Type your comment> @roowashere said:
Type your comment> @roowashere said:
Ok, after a few days, I am going to have to ask for a nudge on the memo exploit.
(disclaimer: I have not solved elasticity, nor decypted t**y’s openssl-generated files)
I can corrupt the heap (causing malloc() ‘corrupted top’ crashes), and can also overwrite enough stack to control RSI going into a printf() - which could leak the canary (or any address), but I can’t actually see a vuln that overwrites the canary in the first place…
I have been operating under the assumption I was after code execution, but realized last night that it might be a ‘leak-the-flag’ objective.
Any hints? (No solutions please, just a small push in the direction to look.)
$ id
uid=1007(memo) gid=1007(memo) groups=1007(memo)
$ hostname
jetJesus. That was a ■■■■ of a ride and definitely ‘a little outside of my abilities’.
The amount I have learned in the last 72 hours is insane and has filled in some huge gaps in my knowledge regarding heap exploitation.
Couldn’t have done it without liveoverflow, quentinmeffre.fr, and idevilkz. Props.
its been a ride for me too.
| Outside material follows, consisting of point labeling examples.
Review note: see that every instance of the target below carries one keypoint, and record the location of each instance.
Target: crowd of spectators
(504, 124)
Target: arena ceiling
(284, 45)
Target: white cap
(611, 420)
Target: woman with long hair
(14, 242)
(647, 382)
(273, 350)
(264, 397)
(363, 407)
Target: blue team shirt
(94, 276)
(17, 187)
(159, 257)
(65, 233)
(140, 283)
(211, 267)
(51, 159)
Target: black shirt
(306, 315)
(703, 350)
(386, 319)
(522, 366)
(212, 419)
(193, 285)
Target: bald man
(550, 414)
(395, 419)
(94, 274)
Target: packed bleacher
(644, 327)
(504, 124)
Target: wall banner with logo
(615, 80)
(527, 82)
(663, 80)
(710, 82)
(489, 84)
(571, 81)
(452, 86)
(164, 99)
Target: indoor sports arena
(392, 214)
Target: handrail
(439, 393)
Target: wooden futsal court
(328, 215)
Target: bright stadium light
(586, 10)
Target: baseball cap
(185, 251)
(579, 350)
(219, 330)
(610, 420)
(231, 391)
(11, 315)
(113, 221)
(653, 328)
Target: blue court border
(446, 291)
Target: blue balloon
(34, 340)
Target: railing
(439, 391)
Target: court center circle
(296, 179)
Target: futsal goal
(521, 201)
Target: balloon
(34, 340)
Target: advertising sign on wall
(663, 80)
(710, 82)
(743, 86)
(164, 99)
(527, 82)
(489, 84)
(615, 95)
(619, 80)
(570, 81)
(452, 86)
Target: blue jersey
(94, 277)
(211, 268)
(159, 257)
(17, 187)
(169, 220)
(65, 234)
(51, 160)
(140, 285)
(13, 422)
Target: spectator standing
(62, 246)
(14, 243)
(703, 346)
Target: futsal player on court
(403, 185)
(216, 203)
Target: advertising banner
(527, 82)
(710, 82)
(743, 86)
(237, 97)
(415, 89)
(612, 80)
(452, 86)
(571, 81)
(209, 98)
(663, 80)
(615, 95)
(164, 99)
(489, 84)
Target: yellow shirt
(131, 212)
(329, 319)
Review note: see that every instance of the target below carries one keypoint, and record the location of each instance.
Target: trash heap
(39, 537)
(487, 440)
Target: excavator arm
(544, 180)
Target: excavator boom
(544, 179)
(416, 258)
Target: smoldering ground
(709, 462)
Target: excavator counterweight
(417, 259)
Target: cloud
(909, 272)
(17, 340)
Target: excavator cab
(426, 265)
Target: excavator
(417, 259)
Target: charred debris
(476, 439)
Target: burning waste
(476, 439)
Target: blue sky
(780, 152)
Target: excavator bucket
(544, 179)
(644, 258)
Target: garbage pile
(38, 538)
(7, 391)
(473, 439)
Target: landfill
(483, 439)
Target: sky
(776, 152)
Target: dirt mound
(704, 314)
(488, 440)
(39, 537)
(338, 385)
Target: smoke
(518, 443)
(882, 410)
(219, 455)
I started this box about a month ago and still doing it 
I found out that there was a huge gap in my skill set for:
++ python coding / programming (the gap has shrinked but is still there but I have signed up on some udemy course of python for networking and pentesting, need to finish and practice those too).
++ buffer overflows (spent great amount of time learning about those, very interesting but when I started originally, it took me 2 days just to get head around and then it started flowing)
++ heaps — again, mind boggling to start with and I am sure come next challenger, I will have dig my notes again but its there at the back of the mind.
++ still got to solve elasticity but not got chance. I was rushing to get Patents user/root but completely forgot and now its retired and on top of that, there’s a new Fortress to look into.